Way back in November I talked the Sailor into driving us on our first mini road trip to Enoshima. A quick 15 miles away or if you’re from the midwest, about a 40 minute drive in decent traffic, that included a few highways and tolls. For those of you not in the know, the Japanese drive on the left side of the road so, driving out in town can feel a bit awkward for us since we’ve been driving on the left side of the road for 24 years up until recently. This also makes the fact that the Sailor was down for the adventure that much more interesting. With the help of google maps, I navigated us out of the city and onto the highways. By the time we got to Enoshima, the Sailor’s initial traffic anxiety has calmed and we were able to find the Enoshima Aquarium parking garage without issue.

Saisho stop, Enoshima Aquarium. The aquarium sits right on the beach and has pretty hefty variety of indigenous fish from Sagami Bay and the Pacific but, what they are known for is their awesome collection of jelly fish which is what I was most interested in checking out.

The aquarium is split into 12 zones that include: 1. Sagami Bay Zone, 2. Deep Sea part 1, 3. Jelly Fish Fantasy Hall, 4. Pacific Ocean, 5. Research by his Majesty Akihito, 6. Jelly Fish Magic, 7. Penguins and Seals, 8. Deep Sea Part II, 9. Sea Turtle Beach, 10. Beach Experience Hall, 11. Dolphin Show Stadium and 12. Touch Pools. Catching a look at everything without waiting to see one of the shows took just under 2 hours. If we had kids that wanted to spend time at the touch pools or waited to see one of the shows it would have taken probably double that.






Once we had of fill of the aquatic wonders, we took a stroll over the Enoshima Bentenbashi Bridge to the actual Island of Enoshima to try and find the tides pools and perhaps the Iwaya Caves. Once on the Island we continued straight ahead towards the Hetsunomiya main shrine. We didn’t climb the steps to cross the tori gate and enter. Instead, we continued on with good ol’ google maps directions and veered off. A short walk up hill later, we ended up wandering through Okutsunomiya Shrine grounds, the oldest shrine of Enoshima. We happened upon the Wadatsumi-the dragon shrine and had to take a few minutes to snap photos of the large dragon sculpture on top.

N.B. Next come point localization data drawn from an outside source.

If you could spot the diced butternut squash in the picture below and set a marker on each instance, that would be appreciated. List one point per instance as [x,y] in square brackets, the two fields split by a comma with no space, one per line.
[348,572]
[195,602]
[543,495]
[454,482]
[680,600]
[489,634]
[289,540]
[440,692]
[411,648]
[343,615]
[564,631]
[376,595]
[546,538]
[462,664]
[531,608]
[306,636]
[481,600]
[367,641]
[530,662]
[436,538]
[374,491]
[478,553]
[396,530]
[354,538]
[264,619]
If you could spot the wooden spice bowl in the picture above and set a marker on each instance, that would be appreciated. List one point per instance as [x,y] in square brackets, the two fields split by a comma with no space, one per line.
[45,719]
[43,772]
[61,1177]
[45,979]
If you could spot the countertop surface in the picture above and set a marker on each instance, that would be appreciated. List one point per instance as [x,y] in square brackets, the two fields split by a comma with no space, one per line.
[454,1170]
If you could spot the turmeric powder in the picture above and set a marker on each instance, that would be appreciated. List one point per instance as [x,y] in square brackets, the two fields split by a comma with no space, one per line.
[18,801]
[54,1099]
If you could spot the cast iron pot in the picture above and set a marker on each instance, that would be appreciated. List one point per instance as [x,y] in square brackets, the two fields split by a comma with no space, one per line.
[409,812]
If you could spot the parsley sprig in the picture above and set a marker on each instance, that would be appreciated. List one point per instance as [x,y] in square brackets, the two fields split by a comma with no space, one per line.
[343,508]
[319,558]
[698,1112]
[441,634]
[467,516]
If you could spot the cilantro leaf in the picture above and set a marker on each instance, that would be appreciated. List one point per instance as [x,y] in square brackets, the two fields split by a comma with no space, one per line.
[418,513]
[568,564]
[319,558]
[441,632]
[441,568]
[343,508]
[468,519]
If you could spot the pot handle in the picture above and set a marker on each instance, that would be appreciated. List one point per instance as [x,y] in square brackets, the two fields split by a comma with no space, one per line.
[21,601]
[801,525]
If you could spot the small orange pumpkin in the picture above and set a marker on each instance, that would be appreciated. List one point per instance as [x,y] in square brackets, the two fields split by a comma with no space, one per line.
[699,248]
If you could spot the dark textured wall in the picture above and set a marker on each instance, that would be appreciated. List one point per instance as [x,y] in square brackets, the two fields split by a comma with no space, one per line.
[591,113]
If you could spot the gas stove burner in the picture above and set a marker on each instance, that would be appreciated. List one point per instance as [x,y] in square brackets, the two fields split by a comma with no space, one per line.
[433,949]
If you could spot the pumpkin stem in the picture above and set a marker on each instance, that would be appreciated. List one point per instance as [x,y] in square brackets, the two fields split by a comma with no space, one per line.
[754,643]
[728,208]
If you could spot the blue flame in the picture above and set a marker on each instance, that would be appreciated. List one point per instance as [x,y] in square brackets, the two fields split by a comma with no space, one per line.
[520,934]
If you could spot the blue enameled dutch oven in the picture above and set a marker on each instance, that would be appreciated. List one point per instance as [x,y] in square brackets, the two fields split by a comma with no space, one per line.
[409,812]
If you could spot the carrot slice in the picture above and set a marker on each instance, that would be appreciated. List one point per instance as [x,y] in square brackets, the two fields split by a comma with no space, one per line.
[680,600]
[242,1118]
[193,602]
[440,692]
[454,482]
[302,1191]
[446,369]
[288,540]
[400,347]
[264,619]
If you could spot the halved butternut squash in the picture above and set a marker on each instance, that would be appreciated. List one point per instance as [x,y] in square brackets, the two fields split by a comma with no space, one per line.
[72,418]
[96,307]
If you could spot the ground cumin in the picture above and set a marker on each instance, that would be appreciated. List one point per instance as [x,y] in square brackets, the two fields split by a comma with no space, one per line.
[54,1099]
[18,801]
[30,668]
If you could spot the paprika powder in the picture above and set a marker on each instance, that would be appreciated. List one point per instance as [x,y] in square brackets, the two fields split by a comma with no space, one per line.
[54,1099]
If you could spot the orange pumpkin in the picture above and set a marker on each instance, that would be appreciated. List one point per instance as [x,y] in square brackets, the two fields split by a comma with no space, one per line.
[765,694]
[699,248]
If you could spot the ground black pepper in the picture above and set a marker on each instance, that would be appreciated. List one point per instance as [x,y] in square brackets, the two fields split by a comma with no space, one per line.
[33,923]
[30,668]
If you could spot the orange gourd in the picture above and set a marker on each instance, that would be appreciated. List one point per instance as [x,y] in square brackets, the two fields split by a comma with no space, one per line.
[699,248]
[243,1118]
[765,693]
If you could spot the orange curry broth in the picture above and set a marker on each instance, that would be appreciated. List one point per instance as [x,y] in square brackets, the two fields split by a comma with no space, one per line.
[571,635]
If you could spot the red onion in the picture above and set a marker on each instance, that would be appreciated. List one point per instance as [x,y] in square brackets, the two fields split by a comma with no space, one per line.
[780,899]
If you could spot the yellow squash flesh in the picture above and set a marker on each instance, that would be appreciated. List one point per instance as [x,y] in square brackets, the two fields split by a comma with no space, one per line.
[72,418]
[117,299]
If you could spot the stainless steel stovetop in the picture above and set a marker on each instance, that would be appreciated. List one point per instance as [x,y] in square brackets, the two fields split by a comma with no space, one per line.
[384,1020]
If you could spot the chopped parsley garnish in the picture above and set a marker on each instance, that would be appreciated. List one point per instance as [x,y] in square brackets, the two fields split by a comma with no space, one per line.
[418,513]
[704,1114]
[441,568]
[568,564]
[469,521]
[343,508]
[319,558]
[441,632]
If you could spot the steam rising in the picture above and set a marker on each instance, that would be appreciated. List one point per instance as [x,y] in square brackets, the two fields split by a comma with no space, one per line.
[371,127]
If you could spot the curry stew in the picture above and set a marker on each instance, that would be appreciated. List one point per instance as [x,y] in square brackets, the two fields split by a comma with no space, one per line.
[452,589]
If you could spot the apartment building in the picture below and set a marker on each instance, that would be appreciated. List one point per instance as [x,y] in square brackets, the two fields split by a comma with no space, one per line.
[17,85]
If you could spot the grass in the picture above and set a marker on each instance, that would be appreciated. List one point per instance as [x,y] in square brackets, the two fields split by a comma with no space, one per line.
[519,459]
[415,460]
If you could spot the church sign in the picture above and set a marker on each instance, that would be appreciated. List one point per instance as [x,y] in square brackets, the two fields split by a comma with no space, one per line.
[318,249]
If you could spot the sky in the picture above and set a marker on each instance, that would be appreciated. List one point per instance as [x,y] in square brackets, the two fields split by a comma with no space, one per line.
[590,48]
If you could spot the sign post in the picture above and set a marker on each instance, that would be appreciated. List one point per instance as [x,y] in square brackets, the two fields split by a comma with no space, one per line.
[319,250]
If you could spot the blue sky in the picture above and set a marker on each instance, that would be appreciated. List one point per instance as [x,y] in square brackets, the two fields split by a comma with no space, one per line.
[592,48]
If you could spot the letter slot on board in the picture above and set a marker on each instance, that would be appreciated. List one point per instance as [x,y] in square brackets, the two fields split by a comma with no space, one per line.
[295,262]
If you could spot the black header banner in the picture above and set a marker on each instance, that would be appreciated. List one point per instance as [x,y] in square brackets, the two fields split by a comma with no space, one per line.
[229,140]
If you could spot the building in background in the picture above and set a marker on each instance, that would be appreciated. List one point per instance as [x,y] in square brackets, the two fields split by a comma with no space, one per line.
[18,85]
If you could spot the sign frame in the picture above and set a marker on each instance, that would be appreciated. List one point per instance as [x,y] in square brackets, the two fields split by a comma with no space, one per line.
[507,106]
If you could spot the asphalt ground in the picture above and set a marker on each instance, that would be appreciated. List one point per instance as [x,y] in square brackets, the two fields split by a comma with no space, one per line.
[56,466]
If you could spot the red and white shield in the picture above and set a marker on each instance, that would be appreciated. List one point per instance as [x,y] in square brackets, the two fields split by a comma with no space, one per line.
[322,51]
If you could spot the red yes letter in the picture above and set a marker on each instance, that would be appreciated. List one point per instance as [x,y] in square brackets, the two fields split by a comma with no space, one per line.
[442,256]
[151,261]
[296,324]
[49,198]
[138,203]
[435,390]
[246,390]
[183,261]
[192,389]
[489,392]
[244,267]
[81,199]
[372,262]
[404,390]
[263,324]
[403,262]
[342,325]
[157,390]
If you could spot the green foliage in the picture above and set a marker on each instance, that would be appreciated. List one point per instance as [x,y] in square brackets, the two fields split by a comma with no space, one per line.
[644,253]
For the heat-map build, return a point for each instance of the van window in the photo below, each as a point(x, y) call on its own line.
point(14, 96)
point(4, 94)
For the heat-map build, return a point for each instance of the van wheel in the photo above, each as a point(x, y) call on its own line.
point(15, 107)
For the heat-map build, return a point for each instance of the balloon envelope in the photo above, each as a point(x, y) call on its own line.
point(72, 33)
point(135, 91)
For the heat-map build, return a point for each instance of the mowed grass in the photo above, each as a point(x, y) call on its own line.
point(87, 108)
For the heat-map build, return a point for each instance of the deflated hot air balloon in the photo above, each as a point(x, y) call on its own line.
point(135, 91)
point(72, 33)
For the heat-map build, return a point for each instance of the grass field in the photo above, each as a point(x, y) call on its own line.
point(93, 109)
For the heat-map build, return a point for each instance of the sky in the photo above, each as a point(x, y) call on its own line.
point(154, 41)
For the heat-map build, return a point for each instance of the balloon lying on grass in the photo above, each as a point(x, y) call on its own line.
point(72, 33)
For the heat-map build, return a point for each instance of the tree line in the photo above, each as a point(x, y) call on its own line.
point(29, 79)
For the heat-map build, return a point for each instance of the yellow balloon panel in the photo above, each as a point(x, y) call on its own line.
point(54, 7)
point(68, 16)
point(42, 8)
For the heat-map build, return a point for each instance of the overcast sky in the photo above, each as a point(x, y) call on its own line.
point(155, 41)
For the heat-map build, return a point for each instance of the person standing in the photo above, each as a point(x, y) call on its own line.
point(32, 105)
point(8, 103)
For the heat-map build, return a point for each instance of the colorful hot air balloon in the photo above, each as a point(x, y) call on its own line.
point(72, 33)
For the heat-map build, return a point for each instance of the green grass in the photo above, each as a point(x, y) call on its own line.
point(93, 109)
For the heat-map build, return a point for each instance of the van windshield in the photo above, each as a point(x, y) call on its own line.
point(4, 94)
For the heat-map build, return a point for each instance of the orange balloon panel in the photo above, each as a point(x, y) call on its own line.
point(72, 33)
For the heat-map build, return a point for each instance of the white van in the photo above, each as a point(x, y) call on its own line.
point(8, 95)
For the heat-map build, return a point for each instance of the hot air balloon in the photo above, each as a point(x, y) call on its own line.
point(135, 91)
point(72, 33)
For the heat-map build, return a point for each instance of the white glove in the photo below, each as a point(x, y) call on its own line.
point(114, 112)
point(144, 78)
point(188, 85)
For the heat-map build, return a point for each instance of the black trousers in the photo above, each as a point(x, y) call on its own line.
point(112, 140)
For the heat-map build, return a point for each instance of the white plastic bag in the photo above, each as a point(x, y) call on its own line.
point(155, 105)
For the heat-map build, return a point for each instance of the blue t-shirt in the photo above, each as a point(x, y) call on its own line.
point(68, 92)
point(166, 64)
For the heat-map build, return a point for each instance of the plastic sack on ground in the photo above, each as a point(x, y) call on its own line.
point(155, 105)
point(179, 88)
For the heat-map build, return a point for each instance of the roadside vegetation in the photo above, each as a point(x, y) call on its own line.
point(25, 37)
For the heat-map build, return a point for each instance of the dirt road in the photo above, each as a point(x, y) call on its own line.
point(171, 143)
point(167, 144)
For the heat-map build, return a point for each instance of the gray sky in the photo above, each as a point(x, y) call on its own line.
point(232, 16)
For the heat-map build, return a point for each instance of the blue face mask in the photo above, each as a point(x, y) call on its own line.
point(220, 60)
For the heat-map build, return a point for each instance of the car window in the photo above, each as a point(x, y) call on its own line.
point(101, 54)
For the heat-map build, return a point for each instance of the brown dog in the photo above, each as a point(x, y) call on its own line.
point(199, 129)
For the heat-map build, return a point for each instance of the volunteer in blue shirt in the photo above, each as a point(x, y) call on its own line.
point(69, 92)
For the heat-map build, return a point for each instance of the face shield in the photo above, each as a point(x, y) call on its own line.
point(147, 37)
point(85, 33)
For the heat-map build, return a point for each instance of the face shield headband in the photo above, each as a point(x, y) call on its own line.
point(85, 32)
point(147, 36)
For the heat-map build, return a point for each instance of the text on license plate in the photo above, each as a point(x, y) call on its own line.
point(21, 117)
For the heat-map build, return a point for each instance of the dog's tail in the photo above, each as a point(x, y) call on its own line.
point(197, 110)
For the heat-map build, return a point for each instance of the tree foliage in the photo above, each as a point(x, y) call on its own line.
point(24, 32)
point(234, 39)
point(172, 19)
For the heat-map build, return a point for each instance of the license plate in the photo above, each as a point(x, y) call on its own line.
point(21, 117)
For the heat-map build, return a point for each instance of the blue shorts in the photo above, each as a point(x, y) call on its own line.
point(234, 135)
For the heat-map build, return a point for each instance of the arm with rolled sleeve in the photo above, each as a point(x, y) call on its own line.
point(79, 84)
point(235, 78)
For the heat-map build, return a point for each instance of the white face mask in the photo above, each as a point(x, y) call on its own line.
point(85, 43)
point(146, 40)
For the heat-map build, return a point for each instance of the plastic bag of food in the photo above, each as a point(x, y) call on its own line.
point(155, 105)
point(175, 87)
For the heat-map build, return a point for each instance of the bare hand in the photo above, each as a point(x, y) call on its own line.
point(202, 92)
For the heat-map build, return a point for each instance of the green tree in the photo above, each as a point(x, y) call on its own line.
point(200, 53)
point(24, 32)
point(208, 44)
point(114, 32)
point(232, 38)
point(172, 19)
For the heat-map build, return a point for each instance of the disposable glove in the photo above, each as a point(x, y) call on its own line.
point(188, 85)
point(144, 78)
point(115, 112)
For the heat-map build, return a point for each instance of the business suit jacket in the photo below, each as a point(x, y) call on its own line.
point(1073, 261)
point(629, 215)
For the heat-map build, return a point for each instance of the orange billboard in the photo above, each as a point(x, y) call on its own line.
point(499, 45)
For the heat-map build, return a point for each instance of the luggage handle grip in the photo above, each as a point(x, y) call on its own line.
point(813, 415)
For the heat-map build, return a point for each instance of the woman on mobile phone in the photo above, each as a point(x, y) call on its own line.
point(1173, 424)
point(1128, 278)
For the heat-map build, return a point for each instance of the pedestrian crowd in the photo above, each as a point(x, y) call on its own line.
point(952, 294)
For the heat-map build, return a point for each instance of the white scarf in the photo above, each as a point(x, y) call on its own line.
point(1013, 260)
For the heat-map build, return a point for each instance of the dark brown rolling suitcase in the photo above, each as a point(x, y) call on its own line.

A few more steps further and there was a steep downward stairway right in front of a restaurant that took us down through thick greenery that gave way to views of the sea. I later found out that this view point is called  Chigogafuchi Abyss viewpoint. The name Chigogafuchi (which means “abyss of the servant child in a temple”, cheery, right?) comes from a tragic story that two servant children of a temple in Kamakura had committed suicide here during Edo era. A really beautiful view with a tragic history.

We continued to take another set of stairs down to the shore below the cliff or explore all the tide pools and watch the wave start to come in. Sadly Iwaya cave 2 had been closed recently to the public when we were there and I didn’t understand that there were actually 2 cave and that cave 1 may or may not have been open so we spent all of our time just wandering from one tide pool to the next checking out most of the rocky shore until it unexpectedly started raining on us. We took that as our queue to head back to the car and home.

I would love to go back and explore the island a bit more. The initial street up to the main shrine was lined with all kinds of small trinket and sweets shops. Small restaurants with amazing views of the sea and shore peppered the peak before we headed down the stairs to the shore. I’d love to find one to sit in and enjoy a hot bowl of ramen and watch the tide roll in or out. I’ve learned about a few other interesting sights (other than the cave we missed out on) like Nishiura Cove to see Mt. Fuji and the sunset, Sea Candle and Samuel Cocking Garden, walk the Oiwaya-michi pilgrimage way or even just spend more time exploring all the shops on Nakamise Street. I’ll just add it to the already very long list.